I'm planning to travel to watch The Magic Flute that will be performed in Argentina,
at Colon Theater and I was wondering if someone can give me feeback about Lyubov Petrova performance and the Theater structure.

Thanks in advance,

Dacha


----------



## Philmwri (Apr 8, 2011)

The Colon Theater is one of top 5 houses when it comes to acoustics.

http://mlacoustics.com/PDF/Shoebox.pdf


----------



## Dacha (May 4, 2011)

Philmwri said:


> The Colon Theater is one of top 5 houses when it comes to acoustics.
> 
> http://mlacoustics.com/PDF/Shoebox.pdf


Phil,

Thanks a lot for the information.

I'm still confuse about the Soprano performance.
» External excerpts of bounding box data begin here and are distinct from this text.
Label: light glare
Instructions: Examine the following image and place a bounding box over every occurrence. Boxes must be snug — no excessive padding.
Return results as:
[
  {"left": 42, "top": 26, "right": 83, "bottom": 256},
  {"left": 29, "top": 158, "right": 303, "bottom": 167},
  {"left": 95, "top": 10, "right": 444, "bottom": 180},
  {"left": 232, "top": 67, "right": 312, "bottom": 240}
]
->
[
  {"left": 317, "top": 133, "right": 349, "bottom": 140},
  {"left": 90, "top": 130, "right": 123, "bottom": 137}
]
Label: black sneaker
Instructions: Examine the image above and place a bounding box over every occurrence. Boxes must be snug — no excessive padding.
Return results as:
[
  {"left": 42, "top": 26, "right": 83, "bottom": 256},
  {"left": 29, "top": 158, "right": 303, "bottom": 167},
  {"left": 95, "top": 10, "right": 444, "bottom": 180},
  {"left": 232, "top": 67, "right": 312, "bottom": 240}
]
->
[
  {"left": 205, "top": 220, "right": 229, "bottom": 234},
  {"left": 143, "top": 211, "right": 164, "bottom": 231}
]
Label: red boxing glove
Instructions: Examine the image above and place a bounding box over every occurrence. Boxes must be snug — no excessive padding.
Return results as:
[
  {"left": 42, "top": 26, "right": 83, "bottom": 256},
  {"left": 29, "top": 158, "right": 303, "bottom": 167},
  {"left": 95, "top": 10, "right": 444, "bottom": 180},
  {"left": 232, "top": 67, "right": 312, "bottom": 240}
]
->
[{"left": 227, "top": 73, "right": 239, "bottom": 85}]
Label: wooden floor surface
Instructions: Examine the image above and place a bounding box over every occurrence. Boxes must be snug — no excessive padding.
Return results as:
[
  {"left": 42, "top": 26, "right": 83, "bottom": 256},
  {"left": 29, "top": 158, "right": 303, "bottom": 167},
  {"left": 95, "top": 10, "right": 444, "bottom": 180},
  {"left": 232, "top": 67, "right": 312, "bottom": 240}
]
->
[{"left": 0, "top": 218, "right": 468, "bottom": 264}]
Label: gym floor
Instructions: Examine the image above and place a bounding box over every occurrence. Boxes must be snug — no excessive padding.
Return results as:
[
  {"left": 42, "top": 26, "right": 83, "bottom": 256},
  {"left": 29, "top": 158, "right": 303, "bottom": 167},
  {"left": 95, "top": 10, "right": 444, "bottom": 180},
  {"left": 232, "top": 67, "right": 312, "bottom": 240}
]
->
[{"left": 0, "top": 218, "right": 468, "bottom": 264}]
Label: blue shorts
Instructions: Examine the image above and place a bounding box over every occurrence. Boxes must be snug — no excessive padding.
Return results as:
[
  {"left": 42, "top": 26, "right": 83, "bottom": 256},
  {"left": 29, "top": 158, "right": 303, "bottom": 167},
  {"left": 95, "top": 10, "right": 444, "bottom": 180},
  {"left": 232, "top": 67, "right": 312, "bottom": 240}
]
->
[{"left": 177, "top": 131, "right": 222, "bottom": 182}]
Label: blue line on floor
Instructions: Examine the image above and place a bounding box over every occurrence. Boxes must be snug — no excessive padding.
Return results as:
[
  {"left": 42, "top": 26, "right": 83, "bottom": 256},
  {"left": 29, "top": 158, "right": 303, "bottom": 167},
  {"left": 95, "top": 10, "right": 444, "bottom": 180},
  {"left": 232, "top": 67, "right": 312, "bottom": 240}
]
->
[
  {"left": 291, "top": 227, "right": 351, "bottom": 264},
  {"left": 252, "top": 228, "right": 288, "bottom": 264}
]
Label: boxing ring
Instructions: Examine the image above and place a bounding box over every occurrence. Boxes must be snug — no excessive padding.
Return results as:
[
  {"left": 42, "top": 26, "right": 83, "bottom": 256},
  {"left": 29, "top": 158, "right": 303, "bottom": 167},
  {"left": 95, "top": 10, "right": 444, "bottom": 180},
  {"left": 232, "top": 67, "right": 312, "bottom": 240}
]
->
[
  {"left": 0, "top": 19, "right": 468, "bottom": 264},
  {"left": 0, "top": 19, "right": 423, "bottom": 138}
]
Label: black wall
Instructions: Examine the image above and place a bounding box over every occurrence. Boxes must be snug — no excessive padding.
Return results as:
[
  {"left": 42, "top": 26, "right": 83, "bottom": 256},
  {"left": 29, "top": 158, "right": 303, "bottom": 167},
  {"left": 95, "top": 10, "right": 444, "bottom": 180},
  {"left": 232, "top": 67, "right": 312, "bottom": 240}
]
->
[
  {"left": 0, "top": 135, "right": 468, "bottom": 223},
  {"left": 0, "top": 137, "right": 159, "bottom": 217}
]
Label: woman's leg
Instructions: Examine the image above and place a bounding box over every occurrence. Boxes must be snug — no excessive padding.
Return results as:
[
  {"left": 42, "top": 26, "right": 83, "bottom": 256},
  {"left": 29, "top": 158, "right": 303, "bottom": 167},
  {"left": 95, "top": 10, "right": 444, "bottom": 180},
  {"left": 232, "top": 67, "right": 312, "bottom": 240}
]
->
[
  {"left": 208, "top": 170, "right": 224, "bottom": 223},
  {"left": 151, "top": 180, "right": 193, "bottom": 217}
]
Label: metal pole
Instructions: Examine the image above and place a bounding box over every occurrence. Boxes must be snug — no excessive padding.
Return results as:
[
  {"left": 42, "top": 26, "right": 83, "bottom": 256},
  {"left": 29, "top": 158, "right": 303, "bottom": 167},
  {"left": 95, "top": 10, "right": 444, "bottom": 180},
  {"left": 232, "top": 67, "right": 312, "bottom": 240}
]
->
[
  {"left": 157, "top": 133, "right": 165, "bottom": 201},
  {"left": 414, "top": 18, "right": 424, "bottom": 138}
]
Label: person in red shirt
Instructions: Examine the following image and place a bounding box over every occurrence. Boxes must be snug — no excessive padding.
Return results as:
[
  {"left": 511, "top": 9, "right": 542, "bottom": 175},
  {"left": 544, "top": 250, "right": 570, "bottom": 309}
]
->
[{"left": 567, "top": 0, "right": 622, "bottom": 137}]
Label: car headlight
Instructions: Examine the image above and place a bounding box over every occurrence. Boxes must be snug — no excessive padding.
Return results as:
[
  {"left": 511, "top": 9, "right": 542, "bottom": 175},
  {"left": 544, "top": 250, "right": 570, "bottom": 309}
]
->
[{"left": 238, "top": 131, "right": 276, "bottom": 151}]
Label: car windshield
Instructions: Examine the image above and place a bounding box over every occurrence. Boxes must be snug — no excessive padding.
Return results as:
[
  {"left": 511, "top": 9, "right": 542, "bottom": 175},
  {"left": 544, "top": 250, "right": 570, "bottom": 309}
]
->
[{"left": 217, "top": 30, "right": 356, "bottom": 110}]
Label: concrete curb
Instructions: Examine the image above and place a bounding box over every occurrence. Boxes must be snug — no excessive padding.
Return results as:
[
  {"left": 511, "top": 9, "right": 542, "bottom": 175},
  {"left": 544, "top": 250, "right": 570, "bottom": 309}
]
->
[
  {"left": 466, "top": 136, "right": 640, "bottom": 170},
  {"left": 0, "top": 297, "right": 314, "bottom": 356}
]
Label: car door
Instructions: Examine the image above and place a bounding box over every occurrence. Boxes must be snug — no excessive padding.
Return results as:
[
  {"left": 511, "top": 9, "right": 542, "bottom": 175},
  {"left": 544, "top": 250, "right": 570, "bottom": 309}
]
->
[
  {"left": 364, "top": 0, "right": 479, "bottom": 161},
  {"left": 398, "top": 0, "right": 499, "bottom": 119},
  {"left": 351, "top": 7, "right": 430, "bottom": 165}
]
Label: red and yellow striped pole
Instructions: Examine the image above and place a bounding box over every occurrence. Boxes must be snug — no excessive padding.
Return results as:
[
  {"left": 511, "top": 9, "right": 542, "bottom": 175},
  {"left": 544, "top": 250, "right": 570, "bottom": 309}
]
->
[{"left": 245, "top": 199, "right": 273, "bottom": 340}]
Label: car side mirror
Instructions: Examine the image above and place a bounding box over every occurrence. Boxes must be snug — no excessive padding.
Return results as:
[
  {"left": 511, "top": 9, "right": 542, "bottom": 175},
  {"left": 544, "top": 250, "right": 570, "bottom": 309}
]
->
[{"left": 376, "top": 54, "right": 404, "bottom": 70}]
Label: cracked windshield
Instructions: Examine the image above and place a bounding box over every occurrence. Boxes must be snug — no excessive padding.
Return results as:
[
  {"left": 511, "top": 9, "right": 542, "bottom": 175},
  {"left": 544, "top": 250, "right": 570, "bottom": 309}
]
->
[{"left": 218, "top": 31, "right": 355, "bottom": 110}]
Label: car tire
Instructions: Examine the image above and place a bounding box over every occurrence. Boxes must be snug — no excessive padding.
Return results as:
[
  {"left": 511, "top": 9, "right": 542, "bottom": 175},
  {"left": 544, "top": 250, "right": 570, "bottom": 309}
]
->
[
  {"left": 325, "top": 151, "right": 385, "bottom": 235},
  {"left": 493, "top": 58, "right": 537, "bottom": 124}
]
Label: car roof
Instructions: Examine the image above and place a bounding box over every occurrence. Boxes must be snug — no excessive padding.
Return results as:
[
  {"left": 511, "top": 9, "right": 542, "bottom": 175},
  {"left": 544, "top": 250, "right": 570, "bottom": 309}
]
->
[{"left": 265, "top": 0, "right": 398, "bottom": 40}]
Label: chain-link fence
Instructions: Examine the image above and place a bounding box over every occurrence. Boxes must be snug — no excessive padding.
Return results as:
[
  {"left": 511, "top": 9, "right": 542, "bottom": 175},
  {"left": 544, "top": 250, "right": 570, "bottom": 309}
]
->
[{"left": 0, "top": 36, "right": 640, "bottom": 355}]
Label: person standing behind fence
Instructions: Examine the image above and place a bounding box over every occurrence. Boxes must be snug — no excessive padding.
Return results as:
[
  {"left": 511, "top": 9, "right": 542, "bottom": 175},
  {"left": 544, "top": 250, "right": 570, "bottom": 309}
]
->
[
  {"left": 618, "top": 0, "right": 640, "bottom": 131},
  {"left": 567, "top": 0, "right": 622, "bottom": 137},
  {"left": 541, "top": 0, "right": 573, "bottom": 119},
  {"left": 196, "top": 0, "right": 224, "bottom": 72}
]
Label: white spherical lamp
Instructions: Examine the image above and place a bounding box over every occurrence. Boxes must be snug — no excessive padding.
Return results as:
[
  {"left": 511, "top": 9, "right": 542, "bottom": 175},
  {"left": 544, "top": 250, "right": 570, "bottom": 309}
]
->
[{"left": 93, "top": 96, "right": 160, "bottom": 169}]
Some articles about her are "ok" and some others "good".

Anyway, I guess that I will have to try.

Thanks again,

Dacha.


----------



## BalloinMaschera (Apr 4, 2011)

I saw Petrova as Adele (Fledermaus) at the MET year ago and she was excellent
I suppose I'd rank her as world class, while not the top of the heap.


----------



## Dacha (May 4, 2011)

BalloinMaschera said:


> I saw Petrova as Adele (Fledermaus) at the MET year ago and she was excellent
> I suppose I'd rank her as world class, while not the top of the heap.


Balloin,

Thank you very much. Now I can relax. since that I already bought the tickets. :tiphat:

Dacha


----------